Quantification of expression fraction, overlap fraction and co-localisation was performed as follows. Images were pre-processed using an À trous wavelet bandpass filter to reduce the contribution of high-frequency speckled noise to the co-localisation calculations. Pixel intensities were then normalised from the original 8-bit range [0,255] to [0,1]. To ensure that co-localisation was only computed in the regions of interest (ROI), we used the Fiji/ImageJ built-in ROI manager to create and record these regions (minimum two cells and up to five per biological replicates with N = 3). To measure differences in expression over time or between conditions, we computed the fractions of expressed red marker R, green marker G. or far-red marker F. pixels over a region of interest. To quantify the overlap fraction between two (R and G) or three (R, F and G) markers, we first multiplied the (normalised) channel intensities together to compute a new image whose intensity increases to 1 where the markers strongly overlap and decreases or become null for non-overlapping pixels. Our overlap fraction coefficient (OF) becomes the fraction of strictly positive pixels in the combined image over the number of pixels in the region of interest. Finally, to quantify the actual level of colocalization between two markers (e.g. R and G), we used the Manders Colocalization Coefficients (MCC) M1 and M2. M1 measures the fraction of the R marker in compartments that also contain the G marker, and M2, the fraction of the G marker in compartments that also contain the R marker. Lower-bound thresholds for pixel intensities were automatically determined using the Costes method. To measure the simultaneous overlap of our three, red, far-red and green markers (R, F and G), we first used the overlap image between marker R and marker F, as defined above. We then measured the MCC colocalization parameter of this combined image against a green marker using the MCC formulae above, together with the Costes method to determine the thresholds. The scripts for the quantification of co-localisation were written in the Python language and the code for Costes-adjusted MCC was taken verbatim from the CellProfiler code base. We analysed three independent experiments and between 2 and 5 cells for the experiment. The Student’s t-test was subsequently used to determine the difference in pixel overlap fraction between different experimental conditions in Figs. 1, 6, as indicated in the figure legends.

Quantification of LC3-, LAMP1- and LC3/LAMP1-positive vesicles was performed manually using ImageJ. For N = 3 independent experiment, we analysed between 15 and 25 cells per image by adjusting the threshold of each channel to a value equal to 50, followed by particle counting. The number of LC3- or LAMP1-positive vesicles was divided by the number of DAPI-stained nuclei to obtain the ratio of autophagosomes and lysosomes, respectively. We manually counted the number of LC3/LAMP1-positive vesicles using the merged image to determine the ratio of mature autophagosomes.

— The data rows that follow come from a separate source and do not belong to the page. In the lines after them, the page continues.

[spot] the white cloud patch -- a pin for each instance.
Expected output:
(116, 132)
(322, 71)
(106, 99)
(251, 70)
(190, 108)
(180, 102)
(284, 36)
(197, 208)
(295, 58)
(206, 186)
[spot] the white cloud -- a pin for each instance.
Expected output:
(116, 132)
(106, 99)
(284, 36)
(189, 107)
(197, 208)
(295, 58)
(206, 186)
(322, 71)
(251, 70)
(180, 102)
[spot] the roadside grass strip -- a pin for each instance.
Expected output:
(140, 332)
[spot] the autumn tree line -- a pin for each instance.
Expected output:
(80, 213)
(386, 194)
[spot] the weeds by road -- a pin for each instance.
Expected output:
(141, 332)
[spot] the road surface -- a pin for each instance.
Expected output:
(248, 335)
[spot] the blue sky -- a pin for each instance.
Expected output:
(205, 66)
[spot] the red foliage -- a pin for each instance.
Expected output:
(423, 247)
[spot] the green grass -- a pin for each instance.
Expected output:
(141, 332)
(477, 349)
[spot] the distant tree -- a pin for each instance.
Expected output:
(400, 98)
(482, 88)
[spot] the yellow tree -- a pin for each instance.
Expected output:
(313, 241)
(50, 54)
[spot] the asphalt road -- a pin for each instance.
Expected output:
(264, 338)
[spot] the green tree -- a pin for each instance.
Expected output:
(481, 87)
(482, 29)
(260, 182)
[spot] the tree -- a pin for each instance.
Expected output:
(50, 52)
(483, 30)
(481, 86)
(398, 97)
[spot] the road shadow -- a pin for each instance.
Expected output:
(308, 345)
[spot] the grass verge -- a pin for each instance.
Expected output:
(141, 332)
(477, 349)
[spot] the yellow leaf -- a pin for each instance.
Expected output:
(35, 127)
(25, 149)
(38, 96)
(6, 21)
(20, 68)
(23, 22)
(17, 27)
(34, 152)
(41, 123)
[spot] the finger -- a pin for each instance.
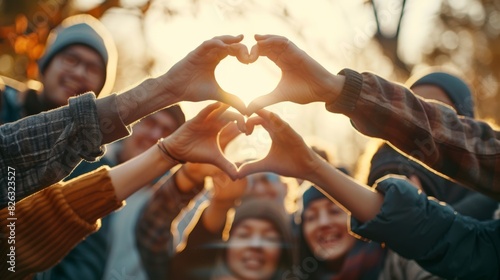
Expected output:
(262, 102)
(232, 116)
(239, 51)
(227, 134)
(232, 100)
(252, 167)
(251, 123)
(221, 43)
(254, 54)
(203, 114)
(272, 46)
(228, 167)
(261, 37)
(229, 39)
(215, 114)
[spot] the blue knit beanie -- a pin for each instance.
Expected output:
(82, 30)
(456, 89)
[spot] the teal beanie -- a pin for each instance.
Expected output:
(82, 30)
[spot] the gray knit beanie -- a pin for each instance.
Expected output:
(82, 30)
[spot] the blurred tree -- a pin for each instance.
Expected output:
(467, 35)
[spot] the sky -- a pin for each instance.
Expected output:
(332, 32)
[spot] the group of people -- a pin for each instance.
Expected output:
(425, 210)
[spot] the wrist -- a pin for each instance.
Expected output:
(185, 182)
(166, 153)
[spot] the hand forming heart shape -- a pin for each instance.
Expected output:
(201, 140)
(302, 80)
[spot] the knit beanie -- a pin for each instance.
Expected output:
(83, 30)
(455, 88)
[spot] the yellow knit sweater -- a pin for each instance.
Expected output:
(41, 229)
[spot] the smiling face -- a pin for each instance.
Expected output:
(74, 70)
(325, 230)
(254, 250)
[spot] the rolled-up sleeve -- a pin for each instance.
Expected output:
(432, 233)
(40, 150)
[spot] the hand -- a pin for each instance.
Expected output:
(303, 79)
(289, 154)
(196, 140)
(193, 78)
(226, 191)
(196, 172)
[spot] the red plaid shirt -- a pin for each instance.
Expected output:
(464, 149)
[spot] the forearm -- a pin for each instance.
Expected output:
(427, 131)
(146, 98)
(51, 222)
(361, 201)
(215, 216)
(133, 174)
(43, 149)
(442, 241)
(153, 231)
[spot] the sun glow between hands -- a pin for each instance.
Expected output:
(247, 81)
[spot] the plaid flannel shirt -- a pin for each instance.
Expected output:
(464, 149)
(40, 150)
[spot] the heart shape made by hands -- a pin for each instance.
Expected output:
(252, 147)
(247, 81)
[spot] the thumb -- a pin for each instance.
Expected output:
(262, 102)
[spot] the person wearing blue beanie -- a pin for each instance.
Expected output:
(80, 56)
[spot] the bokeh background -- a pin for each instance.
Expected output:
(393, 38)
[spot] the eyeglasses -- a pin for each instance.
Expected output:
(72, 60)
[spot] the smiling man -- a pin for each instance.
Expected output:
(79, 56)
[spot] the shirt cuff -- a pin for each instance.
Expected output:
(110, 121)
(92, 195)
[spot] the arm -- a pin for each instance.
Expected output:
(44, 148)
(464, 149)
(442, 241)
(45, 223)
(461, 148)
(154, 235)
(153, 231)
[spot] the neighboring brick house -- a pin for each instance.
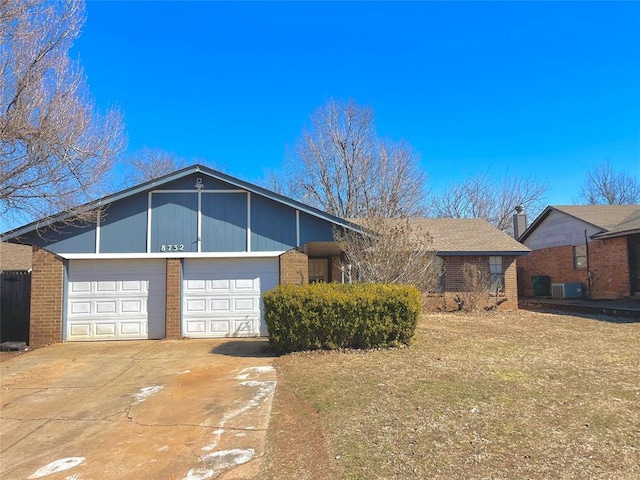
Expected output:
(187, 254)
(597, 246)
(461, 241)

Statistics and reproducibility

All experiments were repeated at least three times as independent biological replicates with similar results. Representative Western blots or IF images are shown. The number of independent experiments, treatments and relative controls (e.g. DMSO against inhibitor or PBS against growth factors) and statistical analysis are indicated in figure legends or in the appropriate method section with the exception of box plots whose parameters were as follows: minima and maxima = 25 and 75 % quantile, centre = median (50% quantile), box bounds = median + 1.58 × IQR/sqrt(n), whiskers = smallest/largest observation greater/less than or equal to lower/upper box bounds − 1.5 × IQR. Control is indicated as UT in the figures.

Reporting summary

Further information on research design is available in the Nature Research Reporting Summary linked to this article.